В ушах у меня все еще звучали ее слова:
«Алик, все это не имеет никакого смысла. Мы по-разному смотрим на вещи, и у нас совершенно разные требования к жизни. Мы не подходим друг другу».
«Дорогая, — отвечал я ей. — Если есть любовь, то все остальное пустяки, можно обо всем договориться, даже если этот мир остается прежним — таким, каким мы его видим каждый день».
«В этой комнате? — издевалась она. — В этой комнате, где мы задыхаемся и где едва хватает места для твоих книг, мольберта, картин и кровати? Я не могу поселиться с тобой в этой комнате и не хочу всю жизнь ездить к тебе на трамвае».
«Или на рикше, — пытался шутить я. — Если нас еще что-то и соединяет, то именно кровать, но сейчас даже и в кровати ты стала совсем другой. Ты все больше отдаляешься от меня. Я становлюсь для тебя совсем чужим. Даже тело твое уже не такое доверчивое, как прежде, в первые дни нашей любви».
«Это не моя вина. Здесь я не могу быть такой, как прежде».
«Такой, как в первые дни нашего знакомства, — подсказал я. — Тогда я был для тебя загадкой. Каждый день ты открывала во мне что-то новое и с каждым днем все больше теряла ко мне интерес, все чаще ты видела мои недостатки и все реже замечала то, что могла бы ценить».
«Это не моя вина!»
«Ну, конечно, дорогая, — соглашался я с болью. — Разумеется, ты, как всегда, права.

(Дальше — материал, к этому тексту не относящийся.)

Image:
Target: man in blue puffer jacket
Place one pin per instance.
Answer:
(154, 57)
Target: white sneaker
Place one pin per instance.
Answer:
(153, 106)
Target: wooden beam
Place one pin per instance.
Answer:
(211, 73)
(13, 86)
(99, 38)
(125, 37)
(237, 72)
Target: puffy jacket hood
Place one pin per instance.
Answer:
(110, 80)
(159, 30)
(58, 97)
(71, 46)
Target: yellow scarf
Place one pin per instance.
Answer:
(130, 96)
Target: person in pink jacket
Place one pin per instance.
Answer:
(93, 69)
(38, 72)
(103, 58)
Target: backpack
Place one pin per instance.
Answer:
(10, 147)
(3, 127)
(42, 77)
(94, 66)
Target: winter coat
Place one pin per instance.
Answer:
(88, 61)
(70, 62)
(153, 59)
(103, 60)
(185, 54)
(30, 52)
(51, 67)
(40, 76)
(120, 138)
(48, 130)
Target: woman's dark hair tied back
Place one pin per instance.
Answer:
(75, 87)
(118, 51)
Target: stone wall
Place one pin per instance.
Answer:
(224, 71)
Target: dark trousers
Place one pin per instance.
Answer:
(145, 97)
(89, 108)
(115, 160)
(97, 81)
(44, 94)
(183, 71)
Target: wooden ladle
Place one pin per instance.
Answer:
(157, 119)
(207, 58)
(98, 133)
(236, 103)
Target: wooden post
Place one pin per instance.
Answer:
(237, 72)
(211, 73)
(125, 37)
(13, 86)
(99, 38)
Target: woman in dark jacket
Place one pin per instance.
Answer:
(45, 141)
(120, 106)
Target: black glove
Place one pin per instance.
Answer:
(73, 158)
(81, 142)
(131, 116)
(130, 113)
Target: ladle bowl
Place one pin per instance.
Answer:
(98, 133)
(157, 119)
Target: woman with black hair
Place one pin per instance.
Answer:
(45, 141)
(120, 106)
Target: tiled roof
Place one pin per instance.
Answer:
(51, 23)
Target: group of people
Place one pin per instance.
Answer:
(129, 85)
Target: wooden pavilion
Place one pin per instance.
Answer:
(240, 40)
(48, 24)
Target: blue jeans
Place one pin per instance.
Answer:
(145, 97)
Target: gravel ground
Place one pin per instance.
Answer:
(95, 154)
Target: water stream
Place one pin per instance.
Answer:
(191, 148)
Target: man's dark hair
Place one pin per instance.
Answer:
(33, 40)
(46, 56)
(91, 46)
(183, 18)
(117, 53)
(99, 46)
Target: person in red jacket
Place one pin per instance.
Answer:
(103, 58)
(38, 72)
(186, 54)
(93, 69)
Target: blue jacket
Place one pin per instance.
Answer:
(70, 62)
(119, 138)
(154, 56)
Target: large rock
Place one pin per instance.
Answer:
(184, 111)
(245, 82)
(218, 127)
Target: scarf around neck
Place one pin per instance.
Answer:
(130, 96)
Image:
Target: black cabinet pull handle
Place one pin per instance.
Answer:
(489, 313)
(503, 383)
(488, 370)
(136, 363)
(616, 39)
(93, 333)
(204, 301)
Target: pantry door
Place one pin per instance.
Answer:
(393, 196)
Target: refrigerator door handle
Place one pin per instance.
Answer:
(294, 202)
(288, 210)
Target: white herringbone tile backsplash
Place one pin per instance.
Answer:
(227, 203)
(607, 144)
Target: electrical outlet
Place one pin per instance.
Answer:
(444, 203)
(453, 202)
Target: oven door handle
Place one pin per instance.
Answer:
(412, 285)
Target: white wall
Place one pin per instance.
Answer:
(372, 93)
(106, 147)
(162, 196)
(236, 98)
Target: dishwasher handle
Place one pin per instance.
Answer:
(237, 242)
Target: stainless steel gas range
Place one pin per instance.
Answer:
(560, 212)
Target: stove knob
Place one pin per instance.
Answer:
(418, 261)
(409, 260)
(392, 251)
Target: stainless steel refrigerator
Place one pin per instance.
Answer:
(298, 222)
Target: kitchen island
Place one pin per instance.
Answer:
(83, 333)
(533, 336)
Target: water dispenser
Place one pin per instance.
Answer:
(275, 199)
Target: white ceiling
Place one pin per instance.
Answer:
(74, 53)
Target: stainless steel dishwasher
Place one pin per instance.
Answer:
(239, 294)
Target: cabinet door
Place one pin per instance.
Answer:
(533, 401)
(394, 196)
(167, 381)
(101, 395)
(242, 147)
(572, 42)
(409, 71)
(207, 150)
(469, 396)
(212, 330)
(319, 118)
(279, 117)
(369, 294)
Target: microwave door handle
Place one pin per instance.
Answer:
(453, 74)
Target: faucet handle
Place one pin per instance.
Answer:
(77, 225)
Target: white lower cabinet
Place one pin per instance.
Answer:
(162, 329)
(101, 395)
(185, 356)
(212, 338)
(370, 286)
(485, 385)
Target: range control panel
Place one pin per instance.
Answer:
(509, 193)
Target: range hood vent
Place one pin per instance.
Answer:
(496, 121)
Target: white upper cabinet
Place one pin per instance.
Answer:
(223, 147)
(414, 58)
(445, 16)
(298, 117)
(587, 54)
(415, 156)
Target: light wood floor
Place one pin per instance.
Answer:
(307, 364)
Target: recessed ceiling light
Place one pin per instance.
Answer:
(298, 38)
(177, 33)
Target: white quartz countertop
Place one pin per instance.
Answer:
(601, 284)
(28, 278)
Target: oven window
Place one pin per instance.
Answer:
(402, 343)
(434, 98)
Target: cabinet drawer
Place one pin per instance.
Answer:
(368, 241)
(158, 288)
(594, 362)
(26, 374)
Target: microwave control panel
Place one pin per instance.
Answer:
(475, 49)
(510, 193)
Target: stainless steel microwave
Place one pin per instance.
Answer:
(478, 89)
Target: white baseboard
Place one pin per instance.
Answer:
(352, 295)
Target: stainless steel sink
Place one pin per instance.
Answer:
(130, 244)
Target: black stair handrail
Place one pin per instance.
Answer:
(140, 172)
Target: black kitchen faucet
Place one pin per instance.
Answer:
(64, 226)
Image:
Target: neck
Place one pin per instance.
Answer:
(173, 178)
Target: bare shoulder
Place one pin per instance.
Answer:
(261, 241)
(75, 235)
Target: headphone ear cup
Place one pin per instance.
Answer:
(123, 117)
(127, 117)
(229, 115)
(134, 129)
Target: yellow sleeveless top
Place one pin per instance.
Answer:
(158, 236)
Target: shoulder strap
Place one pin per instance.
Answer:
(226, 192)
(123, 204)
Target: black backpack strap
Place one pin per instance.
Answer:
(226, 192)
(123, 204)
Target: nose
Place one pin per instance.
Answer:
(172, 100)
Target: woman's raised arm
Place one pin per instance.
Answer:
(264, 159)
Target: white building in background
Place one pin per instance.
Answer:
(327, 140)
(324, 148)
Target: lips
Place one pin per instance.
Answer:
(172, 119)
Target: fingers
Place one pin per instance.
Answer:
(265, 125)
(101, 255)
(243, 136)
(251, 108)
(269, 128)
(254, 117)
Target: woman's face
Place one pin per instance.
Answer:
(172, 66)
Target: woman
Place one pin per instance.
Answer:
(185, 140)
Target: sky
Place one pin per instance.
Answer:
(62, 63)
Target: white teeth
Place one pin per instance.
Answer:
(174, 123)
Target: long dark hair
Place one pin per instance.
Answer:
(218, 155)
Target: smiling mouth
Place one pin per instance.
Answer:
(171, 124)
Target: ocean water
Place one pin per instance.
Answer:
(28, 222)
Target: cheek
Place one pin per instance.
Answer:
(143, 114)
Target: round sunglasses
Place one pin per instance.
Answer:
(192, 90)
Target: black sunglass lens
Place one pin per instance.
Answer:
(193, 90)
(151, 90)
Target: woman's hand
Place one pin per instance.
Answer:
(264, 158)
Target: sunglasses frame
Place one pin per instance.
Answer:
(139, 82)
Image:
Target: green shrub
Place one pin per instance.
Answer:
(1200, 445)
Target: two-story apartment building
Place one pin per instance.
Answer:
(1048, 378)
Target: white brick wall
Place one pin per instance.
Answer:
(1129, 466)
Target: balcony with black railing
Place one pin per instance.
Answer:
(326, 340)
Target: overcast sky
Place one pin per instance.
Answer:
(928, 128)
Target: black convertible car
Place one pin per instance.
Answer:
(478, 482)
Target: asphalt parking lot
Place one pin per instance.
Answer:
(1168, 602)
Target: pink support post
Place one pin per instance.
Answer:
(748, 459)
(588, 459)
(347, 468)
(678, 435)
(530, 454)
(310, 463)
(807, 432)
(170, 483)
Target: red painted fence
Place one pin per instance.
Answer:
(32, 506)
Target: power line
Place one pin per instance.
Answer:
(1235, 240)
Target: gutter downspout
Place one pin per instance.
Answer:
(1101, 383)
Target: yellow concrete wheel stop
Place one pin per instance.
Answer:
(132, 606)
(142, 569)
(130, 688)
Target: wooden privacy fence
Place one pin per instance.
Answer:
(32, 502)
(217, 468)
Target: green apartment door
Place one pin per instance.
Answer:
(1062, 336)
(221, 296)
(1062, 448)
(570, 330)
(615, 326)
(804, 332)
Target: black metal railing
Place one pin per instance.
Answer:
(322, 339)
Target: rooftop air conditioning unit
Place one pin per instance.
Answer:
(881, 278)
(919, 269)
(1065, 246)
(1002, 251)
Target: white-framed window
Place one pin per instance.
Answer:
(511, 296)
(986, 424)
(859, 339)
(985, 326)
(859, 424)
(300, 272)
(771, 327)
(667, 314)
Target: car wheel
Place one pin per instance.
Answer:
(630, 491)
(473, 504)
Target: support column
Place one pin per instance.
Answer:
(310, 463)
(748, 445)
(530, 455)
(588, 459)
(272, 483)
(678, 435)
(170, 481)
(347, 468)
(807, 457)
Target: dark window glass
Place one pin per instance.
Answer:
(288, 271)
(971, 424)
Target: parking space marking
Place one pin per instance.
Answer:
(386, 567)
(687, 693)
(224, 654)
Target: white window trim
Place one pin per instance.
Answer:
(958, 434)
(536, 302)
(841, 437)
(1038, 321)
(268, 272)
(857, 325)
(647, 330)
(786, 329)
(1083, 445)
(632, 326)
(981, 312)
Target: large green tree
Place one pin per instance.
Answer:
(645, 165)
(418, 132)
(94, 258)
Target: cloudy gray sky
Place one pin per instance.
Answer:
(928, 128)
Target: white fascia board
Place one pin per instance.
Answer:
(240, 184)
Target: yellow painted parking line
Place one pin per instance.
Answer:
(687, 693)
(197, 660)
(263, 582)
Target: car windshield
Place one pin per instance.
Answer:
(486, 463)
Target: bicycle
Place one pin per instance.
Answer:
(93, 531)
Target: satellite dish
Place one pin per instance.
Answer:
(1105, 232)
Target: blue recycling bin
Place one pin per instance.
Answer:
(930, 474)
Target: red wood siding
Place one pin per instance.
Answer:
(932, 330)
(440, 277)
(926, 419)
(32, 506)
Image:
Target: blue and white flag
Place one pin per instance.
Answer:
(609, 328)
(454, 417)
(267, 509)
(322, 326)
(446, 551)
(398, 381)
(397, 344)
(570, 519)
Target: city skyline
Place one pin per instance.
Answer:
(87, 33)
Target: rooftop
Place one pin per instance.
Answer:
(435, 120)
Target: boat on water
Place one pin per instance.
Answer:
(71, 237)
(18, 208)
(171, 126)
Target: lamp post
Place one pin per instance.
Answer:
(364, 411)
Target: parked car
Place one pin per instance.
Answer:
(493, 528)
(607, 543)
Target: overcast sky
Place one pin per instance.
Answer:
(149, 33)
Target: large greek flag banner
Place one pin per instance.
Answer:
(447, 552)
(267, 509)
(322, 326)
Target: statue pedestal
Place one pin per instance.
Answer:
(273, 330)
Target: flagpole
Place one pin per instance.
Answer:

В том, что любви больше нет, виноват всегда мужчина».
Я сижу в темной, зарешеченной комнатке «Какаду», жду появления Монтера, вспоминаю все разговоры, которые часами вел с моей девушкой, стараясь спасти по крайней мере то, что еще можно было бы спасти, — но безуспешно; расставание причинило мне боль, хотя я и понимал, что другого выхода у нас уже нет, а теперь чувствовал, что мне это уже безразлично, жизнь ежечасно открывала перед нами все новые и новые возможности, их можно было принять или не воспользоваться ими, но не считаться с ними было нельзя, каждый день приносил надежду на какую-то новую встречу, искушал и манил миражем всех тех желаний, которые не сбылись, но в которые я еще смутно верил.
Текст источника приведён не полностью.